A rasp in his throat, angry. “Yeah, you'd think so. So would any decent person on this earth. But the D.A. is dragging his heels, biding time. No visuals, no witness identification, just that lousy postcard that could mean nothing—he says. It's a bus stop, he says. Lots of kids step off the bus there. The bus to Frog Hollow. Where Frankie lives. He says a defense lawyer can eat up that bit of evidence in court. But it seems to me…” His voice trailed off. “Never mind.”

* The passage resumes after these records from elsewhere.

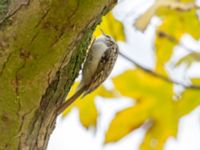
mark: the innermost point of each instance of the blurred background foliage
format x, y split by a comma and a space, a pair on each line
157, 106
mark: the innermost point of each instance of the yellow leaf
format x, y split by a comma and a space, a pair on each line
127, 120
155, 103
189, 59
175, 24
112, 27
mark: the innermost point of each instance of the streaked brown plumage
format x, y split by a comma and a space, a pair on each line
98, 65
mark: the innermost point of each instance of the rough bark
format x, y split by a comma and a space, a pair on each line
42, 47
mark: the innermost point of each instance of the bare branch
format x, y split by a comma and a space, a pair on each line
160, 76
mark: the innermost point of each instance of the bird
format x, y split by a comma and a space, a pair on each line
99, 63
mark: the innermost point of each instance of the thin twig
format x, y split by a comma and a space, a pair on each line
164, 78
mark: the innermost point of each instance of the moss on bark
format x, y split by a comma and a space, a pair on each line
42, 46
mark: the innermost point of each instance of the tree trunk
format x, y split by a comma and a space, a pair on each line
42, 46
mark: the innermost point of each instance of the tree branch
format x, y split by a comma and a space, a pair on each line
160, 76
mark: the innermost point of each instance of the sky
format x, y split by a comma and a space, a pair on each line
69, 133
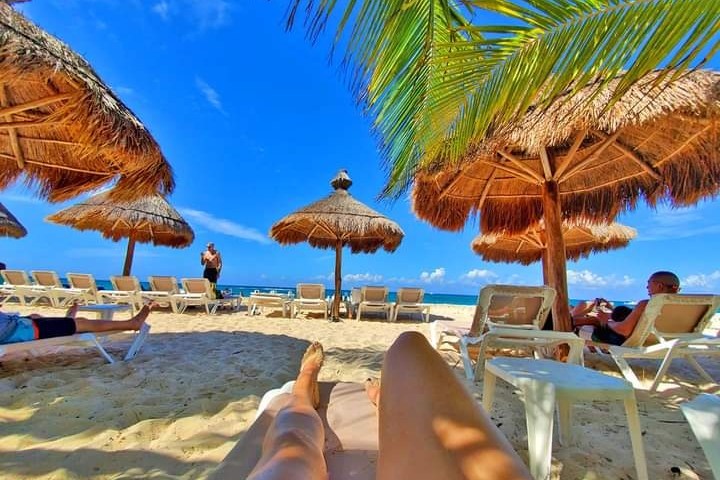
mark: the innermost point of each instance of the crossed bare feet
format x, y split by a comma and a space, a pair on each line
310, 366
372, 388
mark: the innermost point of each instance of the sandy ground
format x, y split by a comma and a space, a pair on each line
178, 408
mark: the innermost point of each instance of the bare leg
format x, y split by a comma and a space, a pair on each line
86, 325
421, 398
293, 446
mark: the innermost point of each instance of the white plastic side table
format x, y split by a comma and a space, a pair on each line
545, 383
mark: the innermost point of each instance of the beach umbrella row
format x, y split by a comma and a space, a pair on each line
586, 158
149, 219
61, 128
9, 225
338, 221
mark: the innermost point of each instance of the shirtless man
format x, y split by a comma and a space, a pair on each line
614, 328
212, 261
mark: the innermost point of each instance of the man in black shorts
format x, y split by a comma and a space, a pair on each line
16, 328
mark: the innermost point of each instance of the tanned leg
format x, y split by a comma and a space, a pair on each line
293, 446
430, 425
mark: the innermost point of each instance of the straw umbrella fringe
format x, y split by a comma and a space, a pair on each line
147, 220
65, 130
660, 141
337, 221
9, 225
580, 241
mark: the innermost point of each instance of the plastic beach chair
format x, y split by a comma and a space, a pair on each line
671, 327
703, 415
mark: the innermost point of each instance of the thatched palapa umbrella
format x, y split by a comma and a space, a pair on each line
531, 246
149, 219
61, 128
584, 158
9, 225
337, 221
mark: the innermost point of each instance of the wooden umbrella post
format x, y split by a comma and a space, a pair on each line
128, 255
557, 269
335, 315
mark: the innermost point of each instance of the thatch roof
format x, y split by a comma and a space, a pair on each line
62, 129
148, 220
660, 141
339, 216
580, 241
9, 225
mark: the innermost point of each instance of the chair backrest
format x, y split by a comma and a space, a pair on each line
672, 315
82, 280
46, 278
410, 295
374, 294
163, 284
125, 283
526, 305
310, 291
15, 277
197, 286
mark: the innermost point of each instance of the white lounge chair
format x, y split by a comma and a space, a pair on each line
59, 295
126, 290
163, 290
83, 286
374, 299
18, 285
310, 297
703, 415
410, 300
671, 327
79, 339
199, 291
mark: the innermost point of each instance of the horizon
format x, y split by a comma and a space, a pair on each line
256, 132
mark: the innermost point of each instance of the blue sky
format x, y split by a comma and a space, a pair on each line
255, 122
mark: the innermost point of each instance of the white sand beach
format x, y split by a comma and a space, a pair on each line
178, 408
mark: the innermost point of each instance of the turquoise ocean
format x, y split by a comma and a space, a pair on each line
433, 298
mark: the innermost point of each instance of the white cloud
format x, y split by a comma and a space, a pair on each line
162, 8
436, 276
210, 94
362, 277
701, 279
224, 226
587, 278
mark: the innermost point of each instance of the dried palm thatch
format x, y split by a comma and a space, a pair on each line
584, 158
61, 128
338, 221
9, 225
580, 241
147, 220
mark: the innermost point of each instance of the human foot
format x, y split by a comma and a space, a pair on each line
372, 388
309, 369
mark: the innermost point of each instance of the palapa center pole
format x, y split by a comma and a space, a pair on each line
335, 314
128, 255
557, 267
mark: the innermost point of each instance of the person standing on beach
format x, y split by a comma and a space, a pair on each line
212, 261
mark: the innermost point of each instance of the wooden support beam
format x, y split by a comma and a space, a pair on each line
545, 162
601, 147
570, 154
520, 165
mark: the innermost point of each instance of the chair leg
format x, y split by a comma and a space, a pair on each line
636, 436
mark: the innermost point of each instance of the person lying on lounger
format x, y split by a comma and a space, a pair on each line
614, 327
17, 328
429, 424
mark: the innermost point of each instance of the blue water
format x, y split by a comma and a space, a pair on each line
434, 298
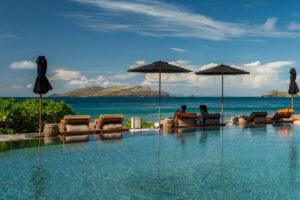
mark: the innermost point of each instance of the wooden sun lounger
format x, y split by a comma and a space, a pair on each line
75, 120
110, 119
193, 117
263, 115
201, 125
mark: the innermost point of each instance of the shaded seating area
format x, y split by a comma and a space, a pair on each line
185, 119
211, 119
281, 116
254, 118
110, 126
191, 120
76, 126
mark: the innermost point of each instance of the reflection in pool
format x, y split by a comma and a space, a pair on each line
258, 162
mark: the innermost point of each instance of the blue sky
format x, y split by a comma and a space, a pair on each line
94, 42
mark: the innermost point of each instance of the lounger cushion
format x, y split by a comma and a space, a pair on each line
213, 116
186, 122
112, 126
75, 127
212, 121
76, 138
255, 115
260, 119
111, 135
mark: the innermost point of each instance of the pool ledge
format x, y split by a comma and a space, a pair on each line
13, 137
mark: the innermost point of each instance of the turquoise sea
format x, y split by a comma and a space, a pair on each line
257, 162
147, 107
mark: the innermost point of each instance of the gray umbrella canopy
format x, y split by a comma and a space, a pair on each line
159, 67
222, 70
293, 88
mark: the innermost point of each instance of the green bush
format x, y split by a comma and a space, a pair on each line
23, 116
127, 124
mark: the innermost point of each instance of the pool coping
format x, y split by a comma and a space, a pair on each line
22, 136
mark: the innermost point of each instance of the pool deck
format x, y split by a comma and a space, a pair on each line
22, 136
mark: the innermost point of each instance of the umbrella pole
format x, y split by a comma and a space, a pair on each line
222, 96
159, 96
40, 115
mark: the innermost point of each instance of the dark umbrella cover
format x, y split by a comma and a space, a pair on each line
293, 89
42, 85
222, 70
159, 67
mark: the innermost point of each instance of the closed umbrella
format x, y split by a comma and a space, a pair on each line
42, 85
222, 70
159, 67
293, 89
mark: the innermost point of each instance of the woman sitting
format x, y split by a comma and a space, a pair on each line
203, 114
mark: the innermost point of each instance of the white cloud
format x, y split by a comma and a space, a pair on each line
293, 26
270, 24
137, 63
23, 65
155, 18
17, 86
252, 64
178, 50
29, 86
7, 36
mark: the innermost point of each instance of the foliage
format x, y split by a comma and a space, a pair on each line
22, 116
127, 124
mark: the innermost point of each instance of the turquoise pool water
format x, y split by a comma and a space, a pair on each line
259, 162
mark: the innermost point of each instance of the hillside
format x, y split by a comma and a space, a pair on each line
117, 91
275, 93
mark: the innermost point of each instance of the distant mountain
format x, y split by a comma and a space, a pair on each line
117, 91
275, 93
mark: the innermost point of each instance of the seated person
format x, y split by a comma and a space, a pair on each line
175, 114
285, 113
203, 113
183, 109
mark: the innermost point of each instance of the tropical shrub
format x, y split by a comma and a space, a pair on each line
23, 116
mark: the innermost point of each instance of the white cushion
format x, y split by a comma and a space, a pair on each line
112, 126
111, 135
82, 127
186, 121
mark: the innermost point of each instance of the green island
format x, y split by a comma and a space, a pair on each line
276, 93
117, 91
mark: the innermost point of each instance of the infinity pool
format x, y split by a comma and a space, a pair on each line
230, 163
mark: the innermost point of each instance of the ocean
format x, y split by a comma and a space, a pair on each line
147, 107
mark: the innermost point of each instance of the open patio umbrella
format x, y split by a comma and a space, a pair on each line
222, 70
293, 89
159, 67
42, 85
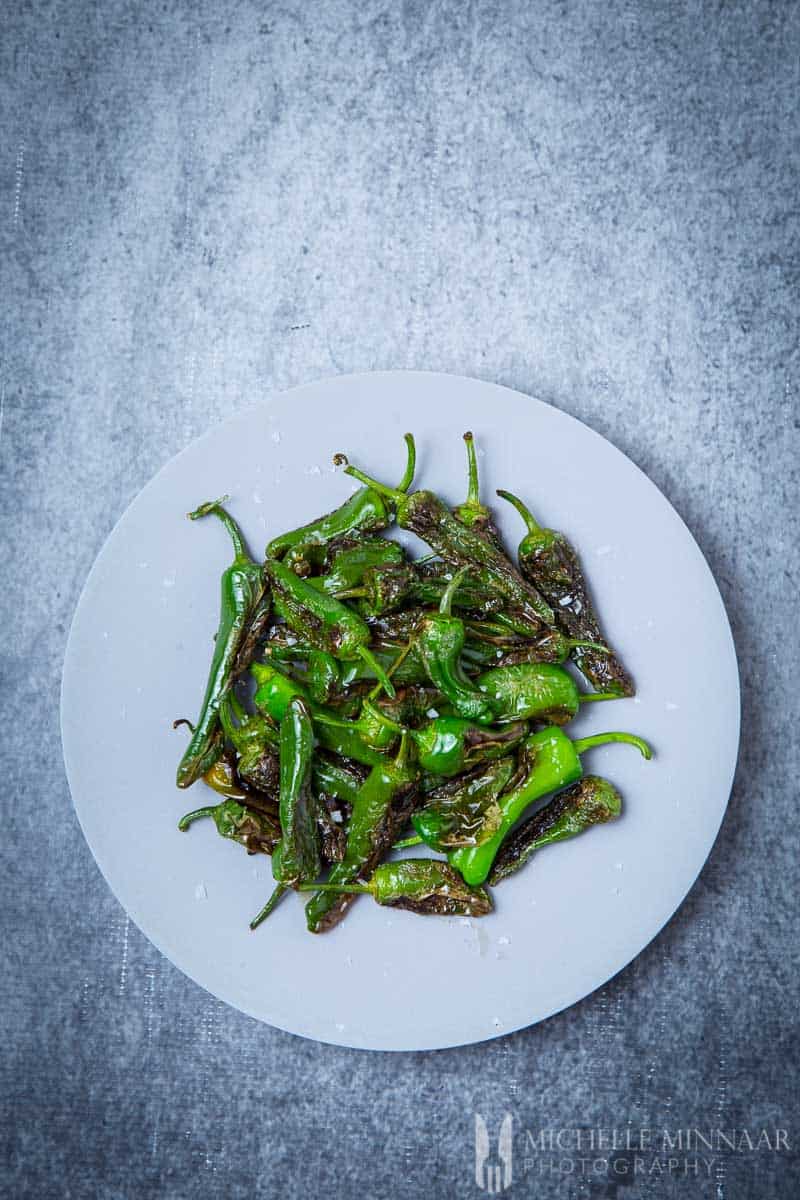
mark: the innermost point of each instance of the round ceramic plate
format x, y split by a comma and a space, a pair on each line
384, 979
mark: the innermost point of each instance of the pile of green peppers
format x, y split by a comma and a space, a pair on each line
360, 702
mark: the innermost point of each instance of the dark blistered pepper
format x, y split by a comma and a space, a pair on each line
242, 593
540, 691
440, 642
298, 856
380, 810
256, 742
353, 562
322, 621
447, 745
554, 763
365, 510
254, 831
471, 513
589, 802
551, 564
429, 519
464, 811
423, 886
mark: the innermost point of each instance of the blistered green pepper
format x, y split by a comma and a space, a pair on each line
551, 564
554, 763
242, 595
590, 802
425, 886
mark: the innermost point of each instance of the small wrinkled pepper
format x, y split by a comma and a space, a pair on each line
548, 561
471, 513
540, 691
253, 831
242, 595
446, 745
322, 621
589, 802
423, 886
298, 856
464, 813
429, 519
256, 743
440, 641
380, 810
554, 763
365, 510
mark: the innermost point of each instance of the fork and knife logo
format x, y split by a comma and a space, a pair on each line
493, 1176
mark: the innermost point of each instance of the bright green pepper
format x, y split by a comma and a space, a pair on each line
440, 641
590, 802
365, 510
551, 564
380, 810
425, 886
242, 595
540, 691
555, 762
429, 519
298, 856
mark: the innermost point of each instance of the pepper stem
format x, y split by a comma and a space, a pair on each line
269, 906
445, 604
601, 739
355, 889
473, 487
524, 513
374, 665
186, 821
215, 507
410, 463
408, 841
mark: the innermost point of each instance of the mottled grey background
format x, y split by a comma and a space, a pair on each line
202, 203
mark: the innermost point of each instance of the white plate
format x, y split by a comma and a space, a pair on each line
138, 657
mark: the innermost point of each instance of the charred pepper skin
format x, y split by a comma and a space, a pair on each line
591, 801
423, 886
364, 511
298, 856
548, 561
425, 515
471, 513
554, 763
242, 593
379, 813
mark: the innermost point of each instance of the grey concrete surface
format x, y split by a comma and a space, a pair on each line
200, 204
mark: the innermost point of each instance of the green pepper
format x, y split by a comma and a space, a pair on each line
324, 622
380, 810
471, 513
540, 691
253, 831
464, 811
365, 510
589, 802
298, 856
242, 594
256, 742
440, 641
554, 763
429, 519
551, 564
447, 745
425, 886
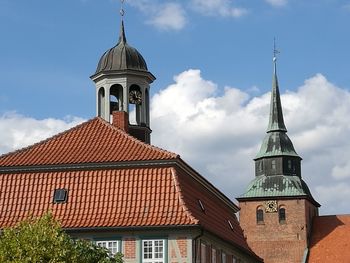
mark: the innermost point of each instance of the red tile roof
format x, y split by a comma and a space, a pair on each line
136, 196
94, 141
330, 241
118, 198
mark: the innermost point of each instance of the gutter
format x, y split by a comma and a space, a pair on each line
195, 244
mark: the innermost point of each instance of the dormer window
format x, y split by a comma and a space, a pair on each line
260, 166
201, 205
60, 196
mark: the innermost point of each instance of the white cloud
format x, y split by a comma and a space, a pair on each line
164, 16
277, 3
170, 16
17, 131
217, 7
219, 135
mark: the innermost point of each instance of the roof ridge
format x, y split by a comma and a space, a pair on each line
47, 139
181, 199
127, 135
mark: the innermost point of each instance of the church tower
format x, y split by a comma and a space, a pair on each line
277, 208
122, 83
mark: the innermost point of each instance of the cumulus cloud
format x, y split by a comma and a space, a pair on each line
217, 7
170, 16
164, 16
17, 131
220, 133
277, 3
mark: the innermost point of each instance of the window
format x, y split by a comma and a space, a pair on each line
223, 257
260, 215
273, 164
60, 196
153, 251
213, 255
282, 215
111, 245
203, 253
201, 205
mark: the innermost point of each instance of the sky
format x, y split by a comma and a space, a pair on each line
213, 63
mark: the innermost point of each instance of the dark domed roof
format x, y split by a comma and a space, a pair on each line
121, 57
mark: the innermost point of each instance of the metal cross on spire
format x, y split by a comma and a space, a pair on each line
275, 53
122, 11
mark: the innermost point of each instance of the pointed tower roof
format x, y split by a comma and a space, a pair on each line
276, 122
122, 57
276, 141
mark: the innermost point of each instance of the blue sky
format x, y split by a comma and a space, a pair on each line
220, 50
50, 48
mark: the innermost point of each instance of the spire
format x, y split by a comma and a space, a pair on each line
122, 38
276, 122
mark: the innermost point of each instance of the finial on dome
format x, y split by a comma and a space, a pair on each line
275, 53
122, 38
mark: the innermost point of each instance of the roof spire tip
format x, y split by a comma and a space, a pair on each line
122, 37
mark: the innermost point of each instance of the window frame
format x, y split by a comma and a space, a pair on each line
260, 215
164, 259
280, 219
118, 247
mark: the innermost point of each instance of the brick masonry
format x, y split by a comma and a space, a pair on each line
278, 242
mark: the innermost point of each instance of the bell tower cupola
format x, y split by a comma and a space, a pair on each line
122, 83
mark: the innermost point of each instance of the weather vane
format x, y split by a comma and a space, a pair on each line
275, 51
122, 11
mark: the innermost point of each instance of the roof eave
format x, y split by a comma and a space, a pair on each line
106, 73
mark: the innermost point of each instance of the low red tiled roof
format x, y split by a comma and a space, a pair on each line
330, 241
118, 198
94, 141
136, 196
97, 198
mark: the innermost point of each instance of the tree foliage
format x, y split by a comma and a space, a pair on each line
43, 240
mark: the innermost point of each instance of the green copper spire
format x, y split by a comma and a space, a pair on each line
276, 122
276, 141
122, 37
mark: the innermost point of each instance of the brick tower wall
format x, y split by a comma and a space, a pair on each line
277, 242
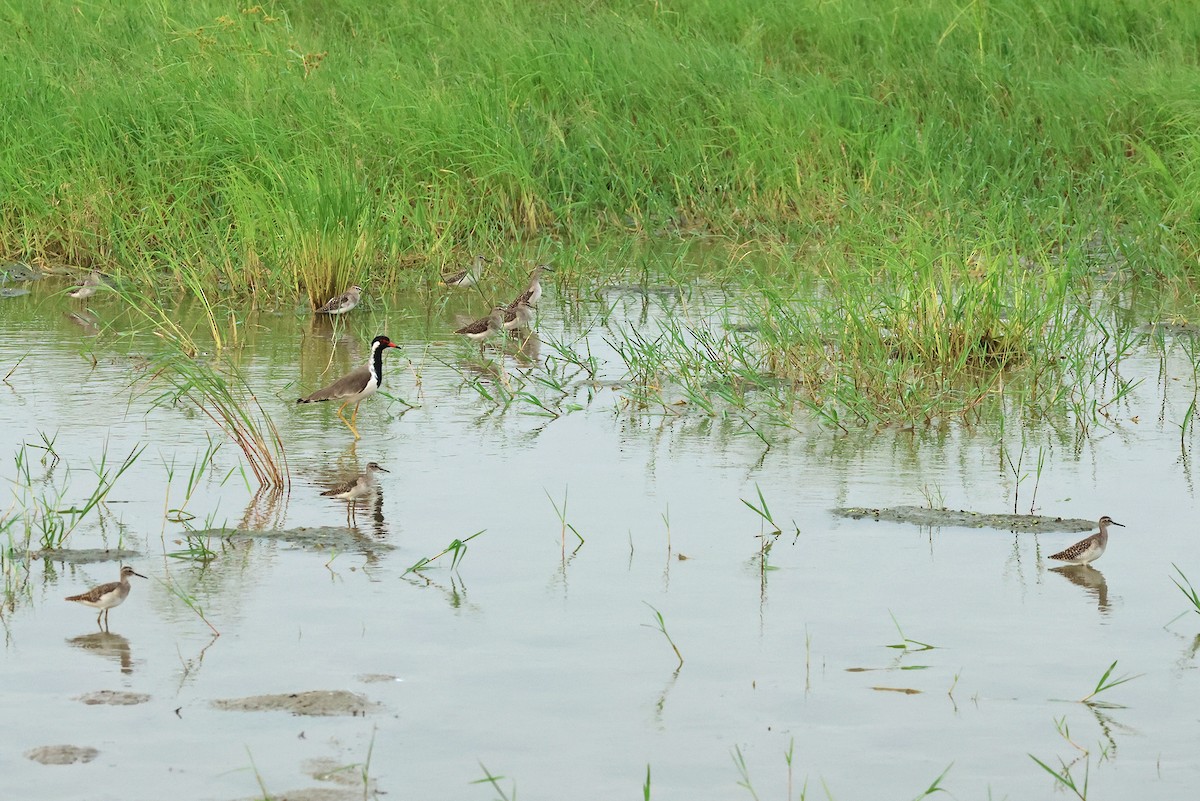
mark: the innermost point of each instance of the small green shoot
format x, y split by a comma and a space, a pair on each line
495, 781
1104, 685
739, 759
1065, 777
457, 547
936, 786
906, 642
562, 517
663, 627
1188, 591
762, 510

“What do you want from me, Detective?”

“Here's the deal. Go to Little Saigon, Rick. Talk around. Those VietBoyz losers. This is your territory, man. You speak the language. I walk those streets and I'm in never-never land. Every store looks like a kung-fu palace or something. Christ, in the Minh Loc Pool Hall even the cue balls look foreign to me. Nobody talks English.” A pause. “Maybe they'll tell you things.”

“Maybe not. I've gone there a few times. Talked to folks.” I was ready to hang up. “You know, Detective, maybe you should get some Vietnamese cops on the force.”

“There's a rumor that we got one or two, but maybe they're Chinese.” His voice was laced with laughter. “And, besides, I hear there's gonna be a Vietnamese state trooper coming up. Excuse me—Vietnamese-
American
trooper. It's a new America.”

“Thank God.”

“From sea to shining sea.”

“Goodbye, Detective.”

“As I say, I like to look at the larger picture.” The line went dead.

***

Near dusk someone rapped on the downstairs door, and I looked out the window. I'd been home for an hour, reviewing my files, getting nowhere. The “almost” attack on Park Street. Little Saigon. The “almost” knockdown. A different area of Hartford. Different attackers? But two boys in black hoodies? Copycats?

The rapping got louder.

A Harley motorcycle was parked in front of the house, nosed into the curb. I'd heard the loud rumble of the bike, but paid it no mind. The tenant on the top floor, a fortyish manager of a local Pizza Hut, rode bikes, had friends who disturbed our quiet evenings. Gracie repeatedly asked me whether she should ask him to leave, but Gracie was too kind-hearted to evict anyone. “I told him I want a quiet building. He said he worked for Pizza Hut.” At the time I thought—there's no connection between these two sentences, but I let it go. “Talk to him, Rick.”

Again the loud knocking, insistent. Regular visitors knew to open the front door, always unlatched, and check the three mailboxes. Gracie's apartment door faced the mailboxes. Now, listening, Gracie's voice rang out. “Door's open, whoever you are.”

I smiled and opened my door and peered down the stairwell.

JD walked into the vestibule, stood there looking lost, and Gracie, stepping into her doorway, said, “From the looks of you, I guess you want Rick. Second floor.”

JD said nothing but glanced up the staircase where I stood on the landing, waving him up. Slowly he climbed the stairs.

He didn't look happy. We watched each other, feet apart, me in the doorway now, arms folded across my chest, and JD stopped in place at the top of the stairs. Dressed in an old brown leather bomber jacket with a ratty fur collar, unzipped over a camouflage T-shirt, tapping a biker's boot on the floor, he was waiting for my move.

I smiled. “I thought you said you never went to the suburbs.”

A quirky smile. “You believe everything I say?”

“Why not?”

“Then you're a fool.”

“I've heard that before.”

I motioned him into my apartment, but he hesitated, unsure. I stepped back, leaving the door wide open, and he walked in, though he lingered just feet inside. Nodding his head up and down, his tongue rolled into the corner of his mouth, he surveyed the room.

“You want to sit down?” I asked him.

“No.”

“You want to stand there?”

“That's what I'm already doing.” His eyes swept around the walls, stopping on the wall of leather-bound books. Ignoring me, he walked up to the floor-to-ceiling hardwood bookcases and ran his fingers across some flaky bindings. “You read all these?”